For the study, researchers from the University of Pittsburgh scanned the brains of 91 participants with an average age of 87, who did not suffer from any form of dementia.
The research team analyzed whether any plaques were present in the participants’ brains, and the stiffness of the participants’ arteries were measured around 2 years later.
Approximately half of all participants had beta-amyloid plaques. The researchers found that these participants were more likely to have high systolic blood pressure and higher average blood pressure, compared with those who did not have these plaques present.
Using the ankle-brachial index method – a test that identifies arterial insufficiency within a limb – the researchers found that participants with beta-amyloid plaques also demonstrated higher arterial stiffness.
Furthermore, for every increase in ankle-brachial arterial stiffness, it was found that the participants were twice as likely to have beta-amyloid plaques in their brain.
Those who had both amyloid plaques and white matter hyperintensities in the brain (brain lesions) were the most likely to demonstrate arterial stiffness.
Dr. Timothy M. Hughes of the University of Pittsburgh explained the findings to Medical News Today:
“Using pulse wave velocity (PWV) to measure arterial stiffness, we found that every unit (1 standard deviation) increase in systemic arterial stiffness was associated with a two-fold increase in the likelihood of having amyloid deposition in the brain.”

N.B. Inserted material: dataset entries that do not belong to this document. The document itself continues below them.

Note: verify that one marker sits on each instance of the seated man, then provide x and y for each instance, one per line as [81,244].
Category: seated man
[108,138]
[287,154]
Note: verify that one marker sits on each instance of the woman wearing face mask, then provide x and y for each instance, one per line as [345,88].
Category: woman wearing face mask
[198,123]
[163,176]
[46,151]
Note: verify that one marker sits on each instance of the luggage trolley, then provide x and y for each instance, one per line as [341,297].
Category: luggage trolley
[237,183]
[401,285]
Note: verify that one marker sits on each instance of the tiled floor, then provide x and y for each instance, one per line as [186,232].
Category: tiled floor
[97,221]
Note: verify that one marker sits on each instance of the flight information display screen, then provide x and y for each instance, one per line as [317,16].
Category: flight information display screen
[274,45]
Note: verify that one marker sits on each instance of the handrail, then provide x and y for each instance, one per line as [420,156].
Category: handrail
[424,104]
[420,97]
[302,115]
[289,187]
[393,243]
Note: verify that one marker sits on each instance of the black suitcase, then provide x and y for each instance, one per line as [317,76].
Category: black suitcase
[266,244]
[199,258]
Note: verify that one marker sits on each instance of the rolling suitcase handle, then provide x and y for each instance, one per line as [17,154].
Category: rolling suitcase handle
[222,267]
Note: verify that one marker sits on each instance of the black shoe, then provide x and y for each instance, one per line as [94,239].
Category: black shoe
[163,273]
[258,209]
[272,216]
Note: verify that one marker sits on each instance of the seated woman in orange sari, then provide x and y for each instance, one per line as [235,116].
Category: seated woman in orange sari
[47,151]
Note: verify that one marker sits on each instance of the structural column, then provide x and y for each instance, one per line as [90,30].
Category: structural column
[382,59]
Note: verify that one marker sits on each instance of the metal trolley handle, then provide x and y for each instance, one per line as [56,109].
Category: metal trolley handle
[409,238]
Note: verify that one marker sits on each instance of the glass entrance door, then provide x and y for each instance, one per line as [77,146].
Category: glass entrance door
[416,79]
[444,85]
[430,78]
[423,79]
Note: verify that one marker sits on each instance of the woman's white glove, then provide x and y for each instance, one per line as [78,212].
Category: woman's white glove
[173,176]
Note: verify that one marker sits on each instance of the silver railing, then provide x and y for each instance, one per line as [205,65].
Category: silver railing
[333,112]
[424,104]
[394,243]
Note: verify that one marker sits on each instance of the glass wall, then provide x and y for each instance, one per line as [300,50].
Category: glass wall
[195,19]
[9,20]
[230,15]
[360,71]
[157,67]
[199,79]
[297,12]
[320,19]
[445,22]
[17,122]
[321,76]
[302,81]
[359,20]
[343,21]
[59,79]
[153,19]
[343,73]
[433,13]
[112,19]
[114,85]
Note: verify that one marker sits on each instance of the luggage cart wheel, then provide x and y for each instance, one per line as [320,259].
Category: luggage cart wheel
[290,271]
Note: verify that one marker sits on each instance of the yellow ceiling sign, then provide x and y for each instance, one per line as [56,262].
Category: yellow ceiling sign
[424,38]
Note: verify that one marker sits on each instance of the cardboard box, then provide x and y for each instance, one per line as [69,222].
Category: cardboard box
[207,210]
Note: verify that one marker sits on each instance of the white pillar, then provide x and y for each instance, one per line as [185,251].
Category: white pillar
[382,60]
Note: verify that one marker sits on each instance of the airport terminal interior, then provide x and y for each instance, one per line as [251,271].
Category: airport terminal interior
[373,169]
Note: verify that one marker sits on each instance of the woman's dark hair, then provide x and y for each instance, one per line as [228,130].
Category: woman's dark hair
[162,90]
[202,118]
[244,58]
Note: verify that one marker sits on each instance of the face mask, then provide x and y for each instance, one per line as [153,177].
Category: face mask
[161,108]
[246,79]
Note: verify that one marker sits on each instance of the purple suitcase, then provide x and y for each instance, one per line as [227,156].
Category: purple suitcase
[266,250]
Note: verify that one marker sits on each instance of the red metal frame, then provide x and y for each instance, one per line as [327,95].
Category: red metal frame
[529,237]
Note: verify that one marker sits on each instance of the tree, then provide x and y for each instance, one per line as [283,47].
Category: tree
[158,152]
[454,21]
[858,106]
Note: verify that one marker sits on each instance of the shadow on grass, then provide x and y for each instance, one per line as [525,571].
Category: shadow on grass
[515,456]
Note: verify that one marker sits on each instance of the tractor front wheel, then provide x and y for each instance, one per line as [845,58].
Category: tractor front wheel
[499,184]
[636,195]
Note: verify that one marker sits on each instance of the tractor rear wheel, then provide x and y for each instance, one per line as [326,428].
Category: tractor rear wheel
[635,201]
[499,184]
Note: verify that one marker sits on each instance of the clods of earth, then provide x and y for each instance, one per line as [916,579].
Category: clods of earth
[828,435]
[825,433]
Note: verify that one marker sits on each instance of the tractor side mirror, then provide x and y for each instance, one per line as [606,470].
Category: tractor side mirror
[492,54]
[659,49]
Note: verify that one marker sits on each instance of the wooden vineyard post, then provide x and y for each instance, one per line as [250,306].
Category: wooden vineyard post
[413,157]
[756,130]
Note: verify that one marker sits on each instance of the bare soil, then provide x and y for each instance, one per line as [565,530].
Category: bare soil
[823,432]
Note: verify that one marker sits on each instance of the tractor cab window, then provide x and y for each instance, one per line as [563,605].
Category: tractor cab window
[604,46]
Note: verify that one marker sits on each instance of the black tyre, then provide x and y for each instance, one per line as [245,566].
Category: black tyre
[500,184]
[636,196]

“Stiffer arteries also increases the likelihood of having both white matter disease and amyloid deposition in the brain.
Every unit increase in systemic and central PWV increases the odds of this ‘double hit’ (high amyloid and high white matter lesions) by 2.79- and 3.83-fold, respectively. These relationships were not only independent of age, gender and body mass index, but also current blood pressure and taking anti-hypertensive medications.”
Dr. Hughes told Medical News Today that further studies are needed to understand whether amyloid deposition in the brain is a cause or result of dementia.
“Studies like this suggest that amyloid deposition in the brain may also be an age-related phenomena in older adults, and modifiable risk factors, such as hypertension and arterial stiffness, may play an important role,” he says.
But he notes that the fact these relationships are independent of anti-hypertensive medication use is important, as it shows the effects of arterial stiffness are independent of current blood pressure. He also says current anti-hypertensive treatment targeting lowering blood pressure has “little-to-no effect” on reversing arterial stiffness.
“Our arteries continue to harden as we age,” Dr. Hughes adds. “Elevated blood pressure accelerates this stiffening. Current research shows that the best way to reduce and reverse arterial stiffness is to target cardiometabolic risk factors, such as obesity and insulin resistance, with physical activity and weight loss.”